Ob der Trend dabei wie bisher hin zu unterschiedlichen, auf bestimmte Aufgaben getrimmten Spezialisten gehen wird oder zu menschenähnlichen Alleskönnern, vermag niemand vorherzusagen. Die Vorteile humanoider Roboter, wie sie vor allem in Japan zu immer größerer Perfektion entwickelt werden, liegen für viele Experten allerdings auf der Hand: Der Mensch ist in seiner körperlichen Gestalt optimal an seine Umwelt angepasst. Deshalb fällt es auch Robotern, die dem Menschen dienen sollen, am leichtesten, in dessen Umgebung zurechtzukommen, wenn sie sich ähnlich fortbewegen und verhalten wie er. Ein weiterer Vorzug einer menschenähnlichen Gestalt ist psychologischer Natur: „Der Mensch ist Maschinen gegenüber aufgeschlossener, wenn ihm ihr Erscheinungsbild vertraut ist“, sagt IPA-Forscher Kai Wegener. „ Humanoide Roboter werden daher eher als Partner im alltäglichen Umfeld akzeptiert.“

Dennoch feilen etliche Forscher an völlig anderen Konzepten für künftige Dienstleistungsroboter. Zum Beispiel an so genannten Roboterschwärmen: Sie setzen sich aus einer Vielzahl gleichartiger intelligenter Maschinen zusammen, die sich wie ein Schwarm von Insekten oder Vögeln selbst so organisieren, dass sie gemeinsam sehr komplexe Aufgaben bewältigen können. So entwickeln Wissenschaftler am California Institute of Technology seit einigen Jahren Roboter, die über eine Art „kollektive Intelligenz“ verfügen und ihr Verhalten wie die Individuen in einem Ameisen- oder Termitenstaat koordinieren. Eine Einsatzmöglichkeit für künftige Roboterschwärme bieten zum Beispiel Ölkatastrophen auf dem Meer. Dort könnten schwimmende Roboter-Kolonnen den Ölteppich umzingeln und Barrieren formen, um seine Ausbreitung zu verhindern oder ihn an einen anderen Ort zu transportieren.

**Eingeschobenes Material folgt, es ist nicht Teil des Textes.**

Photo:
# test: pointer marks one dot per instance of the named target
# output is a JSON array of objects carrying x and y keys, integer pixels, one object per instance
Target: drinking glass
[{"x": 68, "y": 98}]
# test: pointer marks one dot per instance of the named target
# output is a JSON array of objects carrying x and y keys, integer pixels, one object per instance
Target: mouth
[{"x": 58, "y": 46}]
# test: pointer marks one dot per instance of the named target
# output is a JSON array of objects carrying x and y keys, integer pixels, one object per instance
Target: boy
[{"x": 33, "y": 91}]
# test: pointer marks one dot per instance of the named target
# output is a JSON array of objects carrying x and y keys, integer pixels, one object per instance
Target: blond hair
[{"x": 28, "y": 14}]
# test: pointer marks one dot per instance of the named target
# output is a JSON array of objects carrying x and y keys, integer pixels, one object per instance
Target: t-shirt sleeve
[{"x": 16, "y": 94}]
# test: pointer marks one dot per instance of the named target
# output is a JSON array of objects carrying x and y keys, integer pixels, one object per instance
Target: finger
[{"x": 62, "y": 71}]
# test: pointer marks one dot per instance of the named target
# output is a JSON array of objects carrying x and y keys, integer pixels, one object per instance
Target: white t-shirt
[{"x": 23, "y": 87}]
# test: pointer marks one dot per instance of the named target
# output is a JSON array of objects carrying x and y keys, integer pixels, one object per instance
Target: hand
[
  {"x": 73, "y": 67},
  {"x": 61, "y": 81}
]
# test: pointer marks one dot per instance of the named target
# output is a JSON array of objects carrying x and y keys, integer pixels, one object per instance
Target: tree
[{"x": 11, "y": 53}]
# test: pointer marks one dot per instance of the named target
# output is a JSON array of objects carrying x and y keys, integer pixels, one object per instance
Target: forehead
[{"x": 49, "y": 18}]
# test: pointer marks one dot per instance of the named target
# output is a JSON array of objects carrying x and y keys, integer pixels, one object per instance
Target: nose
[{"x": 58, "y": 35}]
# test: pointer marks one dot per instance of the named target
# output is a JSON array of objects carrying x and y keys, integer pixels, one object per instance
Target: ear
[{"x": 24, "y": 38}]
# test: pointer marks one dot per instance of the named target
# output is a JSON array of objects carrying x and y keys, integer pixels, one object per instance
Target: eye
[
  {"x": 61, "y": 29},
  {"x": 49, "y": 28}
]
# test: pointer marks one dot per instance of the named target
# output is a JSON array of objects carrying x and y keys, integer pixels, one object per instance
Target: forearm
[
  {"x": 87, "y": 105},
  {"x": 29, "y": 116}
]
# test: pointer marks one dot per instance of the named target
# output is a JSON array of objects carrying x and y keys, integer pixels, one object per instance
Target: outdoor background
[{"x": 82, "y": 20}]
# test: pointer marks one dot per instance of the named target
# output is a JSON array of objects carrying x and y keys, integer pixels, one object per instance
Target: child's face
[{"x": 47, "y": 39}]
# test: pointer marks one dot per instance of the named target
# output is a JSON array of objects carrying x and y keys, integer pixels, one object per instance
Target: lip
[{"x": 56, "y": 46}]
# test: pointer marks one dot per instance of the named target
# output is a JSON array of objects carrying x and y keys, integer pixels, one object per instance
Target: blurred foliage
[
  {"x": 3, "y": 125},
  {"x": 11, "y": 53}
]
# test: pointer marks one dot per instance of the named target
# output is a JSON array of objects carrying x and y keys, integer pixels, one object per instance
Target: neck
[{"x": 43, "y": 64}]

Besonders pfiffig ist eine Idee von Wissenschaftlern am englischen Silsoe Research Institute. So wie der von ihnen entwickelte Rover heute als Gänsehirte dient, sollen in fernerer Zukunft spezielle Tauchroboter ganze Fischschwärme hüten. Zusammen mit ausgesetzten Jungfischen, so die Vision der britischen Forscher, werden sie ins offene Meer hinaus schwimmen, die Fische auf ihren Wanderungen begleiten und schützen, um die Schwärme nach einigen Monaten oder Jahren zu ihrem Ausgangspunkt zurückzubringen. Dort könnten die Fische dann nach Bedarf gefangen werden. ■

Ralf Butscher

Ohne Titel

Hausroboter – Geräte, die selbstständig lästige Arbeiten rund ums Haus ausführen – sollen ihren Besitzern das Leben einfacher und bequemer machen. Mit dem „Automower“ hat der schwedische Haushaltsgeräte-Hersteller Electrolux zum Beispiel dafür gesorgt, dass sich ein Teil der Gartenarbeit wie von alleine erledigt. Der Roboter hält Rasenflächen eigenständig in Schuss.

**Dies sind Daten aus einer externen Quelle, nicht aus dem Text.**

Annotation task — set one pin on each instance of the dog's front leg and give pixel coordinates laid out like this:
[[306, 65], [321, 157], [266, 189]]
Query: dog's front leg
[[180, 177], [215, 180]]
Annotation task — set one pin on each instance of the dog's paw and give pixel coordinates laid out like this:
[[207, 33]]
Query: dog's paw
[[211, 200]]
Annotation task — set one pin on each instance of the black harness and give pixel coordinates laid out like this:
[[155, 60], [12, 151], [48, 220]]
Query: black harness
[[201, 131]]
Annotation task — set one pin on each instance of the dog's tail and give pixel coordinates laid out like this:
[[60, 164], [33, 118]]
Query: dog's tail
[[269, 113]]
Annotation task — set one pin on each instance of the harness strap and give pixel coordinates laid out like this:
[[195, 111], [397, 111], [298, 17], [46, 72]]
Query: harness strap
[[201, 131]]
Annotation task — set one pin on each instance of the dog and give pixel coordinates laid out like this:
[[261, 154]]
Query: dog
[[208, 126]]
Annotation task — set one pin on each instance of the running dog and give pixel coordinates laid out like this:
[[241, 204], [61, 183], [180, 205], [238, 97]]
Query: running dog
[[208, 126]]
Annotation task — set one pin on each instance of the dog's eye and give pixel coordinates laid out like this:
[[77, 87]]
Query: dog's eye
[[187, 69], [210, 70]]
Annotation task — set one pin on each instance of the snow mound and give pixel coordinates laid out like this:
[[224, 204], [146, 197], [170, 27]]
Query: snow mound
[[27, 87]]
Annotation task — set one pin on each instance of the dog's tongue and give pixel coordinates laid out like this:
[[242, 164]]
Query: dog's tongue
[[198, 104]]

Bevor der Automower seinen Dienst antreten kann, muss man einige Vorkehrungen treffen. Zuerst hat man vom Rasen Steine, Zweige oder herumliegendes Spielzeug wegzuräumen. Nebenbei sollte man sich Gedanken darüber machen, welche Bereiche des Grundstücks der automatische Rasenmäher nicht antasten darf, zum Beispiel Gemüsebeete, Sträucher und Blumenrabatten. Sie müssen durch ein mitgeliefertes Metallkabel umgrenzt werden. Diese Barriere verhindert, dass der Automower über den gewünschten Teil des Gartens hinaus mäht. Das Kabel wird mit Zeltheringen im Boden angebracht und mit der Ladestation des Roboters verbunden. Die ans Stromnetz angeschlossene Ladestation setzt das isolierte Kabel unter Strom. Dadurch entsteht eine Induktionsschleife, die der Automower mit speziellen Sensoren erkennen kann.

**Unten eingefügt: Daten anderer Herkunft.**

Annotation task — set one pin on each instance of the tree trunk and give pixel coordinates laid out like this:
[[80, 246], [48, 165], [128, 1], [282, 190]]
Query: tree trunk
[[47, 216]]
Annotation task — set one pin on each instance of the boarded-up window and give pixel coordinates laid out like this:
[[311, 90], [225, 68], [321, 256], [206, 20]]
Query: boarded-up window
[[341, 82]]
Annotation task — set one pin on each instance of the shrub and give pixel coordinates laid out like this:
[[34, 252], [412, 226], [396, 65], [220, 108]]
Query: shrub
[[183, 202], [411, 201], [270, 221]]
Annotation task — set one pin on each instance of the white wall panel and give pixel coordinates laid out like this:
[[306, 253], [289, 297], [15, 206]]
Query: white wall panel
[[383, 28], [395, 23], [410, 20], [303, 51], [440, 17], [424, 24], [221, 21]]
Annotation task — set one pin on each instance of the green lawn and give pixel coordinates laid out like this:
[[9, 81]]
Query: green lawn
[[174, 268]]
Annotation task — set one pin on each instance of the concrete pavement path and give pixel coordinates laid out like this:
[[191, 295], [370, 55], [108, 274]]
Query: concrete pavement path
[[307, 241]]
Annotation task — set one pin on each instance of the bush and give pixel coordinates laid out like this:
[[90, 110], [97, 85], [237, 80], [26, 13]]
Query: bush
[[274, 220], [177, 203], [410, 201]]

Beim Testen erfasste und beschädigte der Automower das Kabel jedoch immer wieder mit seinen drei scharfen Klingen, wenn er eine Steigung hinauffuhr und dabei eine niedrige Schnitthöhe eingestellt war. Laut Hersteller schafft es der Roboter, Steigungen bis 35 Grad zu bewältigen. Doch dazu ist es offenbar nötig, das Metallkabel im Boden zu vergraben. Ist das Kabel verlegt und der Automower voll aufgeladen – was bis zu 2,5 Stunden dauert – kann der fast neun Kilogramm schwere Roboter an die Arbeit gehen. Unermüdlich fährt er den Rasen ab und schneidet das Gras auf die eingestellte Länge. Nach jeder Benutzung oder wenn seinen Akkus während des Mähens der Saft ausgehen sollte, lädt er die Energiespeicher selbstständig an der Ladestation wieder auf.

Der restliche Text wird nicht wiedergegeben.